Trapeze and aerial performance, Roberts says, teaches skills that translate back into the community. “My friend Sandi Turner stated it well: The thing about this kind of performance art and physical work is that over the years that you do it, it gives you soft skills—it teaches you confidence, how to work with people and how to understand yourself… For children, you see that there are ways it helps you in the classroom; for adults, out in the community. But I think everybody has a positive experience that they can then use for the bigger picture.”
The fundraiser gala will be held this Saturday, Sept. 26 from 7:30–10 p.m. at 1045 Prince Ave. Tickets are $50 and can be reserved online through canopystudio.org. Suggested attire is festive black and white.
Canopy Studio’s fall repertory show will be held at the studio over three days, Friday, Oct. 24–Sunday, Oct. 26. Visit the website or call the studio at 706-549-8501 for more information.
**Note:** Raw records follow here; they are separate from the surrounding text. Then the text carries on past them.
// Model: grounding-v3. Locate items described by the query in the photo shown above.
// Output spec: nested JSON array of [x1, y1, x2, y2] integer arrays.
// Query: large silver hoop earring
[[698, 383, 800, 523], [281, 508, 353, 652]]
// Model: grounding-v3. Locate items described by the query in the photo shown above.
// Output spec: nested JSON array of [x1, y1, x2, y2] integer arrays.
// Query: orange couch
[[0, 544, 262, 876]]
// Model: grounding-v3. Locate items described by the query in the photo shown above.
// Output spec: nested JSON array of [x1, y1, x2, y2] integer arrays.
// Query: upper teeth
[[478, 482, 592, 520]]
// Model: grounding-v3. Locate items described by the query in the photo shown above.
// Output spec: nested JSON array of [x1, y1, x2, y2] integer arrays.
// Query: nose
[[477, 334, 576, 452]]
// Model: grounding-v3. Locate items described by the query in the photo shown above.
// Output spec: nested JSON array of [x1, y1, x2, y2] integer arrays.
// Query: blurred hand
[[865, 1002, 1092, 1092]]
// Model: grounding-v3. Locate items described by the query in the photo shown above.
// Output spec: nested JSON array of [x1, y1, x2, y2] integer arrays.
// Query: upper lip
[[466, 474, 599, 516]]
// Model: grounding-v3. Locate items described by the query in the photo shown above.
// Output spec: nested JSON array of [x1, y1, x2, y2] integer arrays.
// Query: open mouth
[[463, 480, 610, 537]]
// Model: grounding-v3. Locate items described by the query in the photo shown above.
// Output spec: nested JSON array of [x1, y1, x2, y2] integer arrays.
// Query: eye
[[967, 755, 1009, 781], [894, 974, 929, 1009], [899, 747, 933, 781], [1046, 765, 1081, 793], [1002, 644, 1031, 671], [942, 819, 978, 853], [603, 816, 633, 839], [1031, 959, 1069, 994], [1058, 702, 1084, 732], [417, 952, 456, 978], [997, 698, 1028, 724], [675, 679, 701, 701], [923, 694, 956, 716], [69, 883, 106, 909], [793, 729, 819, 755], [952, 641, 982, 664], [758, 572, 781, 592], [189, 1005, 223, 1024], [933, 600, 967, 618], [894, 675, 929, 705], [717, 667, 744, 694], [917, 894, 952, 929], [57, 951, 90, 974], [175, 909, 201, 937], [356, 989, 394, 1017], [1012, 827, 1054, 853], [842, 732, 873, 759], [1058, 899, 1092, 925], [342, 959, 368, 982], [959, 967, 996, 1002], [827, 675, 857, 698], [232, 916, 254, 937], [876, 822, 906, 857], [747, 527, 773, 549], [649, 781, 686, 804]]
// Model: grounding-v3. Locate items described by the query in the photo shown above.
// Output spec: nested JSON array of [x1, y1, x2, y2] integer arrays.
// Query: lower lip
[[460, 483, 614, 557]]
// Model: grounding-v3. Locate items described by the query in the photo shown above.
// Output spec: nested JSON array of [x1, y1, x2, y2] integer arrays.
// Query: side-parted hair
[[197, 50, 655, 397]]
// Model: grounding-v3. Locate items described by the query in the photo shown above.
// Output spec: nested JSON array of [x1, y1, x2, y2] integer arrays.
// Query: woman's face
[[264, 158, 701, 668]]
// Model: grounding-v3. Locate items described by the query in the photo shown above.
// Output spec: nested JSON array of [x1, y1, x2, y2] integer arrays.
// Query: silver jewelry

To view more of Pleasant’s work, visit amypleasant.com. Alternatively, visit the UGA Lamar Dodd School of Art, where her work will be exhibited in “The Figure 8,” curated by Katie Geha, through Thursday, Nov. 5.
Editor's note: The author of this post, Madeline Bates, is the niece of Kevin Bates, host of the Canopy gala. She is also Flagpole's arts intern, and in that role, she reports on happenings on the local arts scene.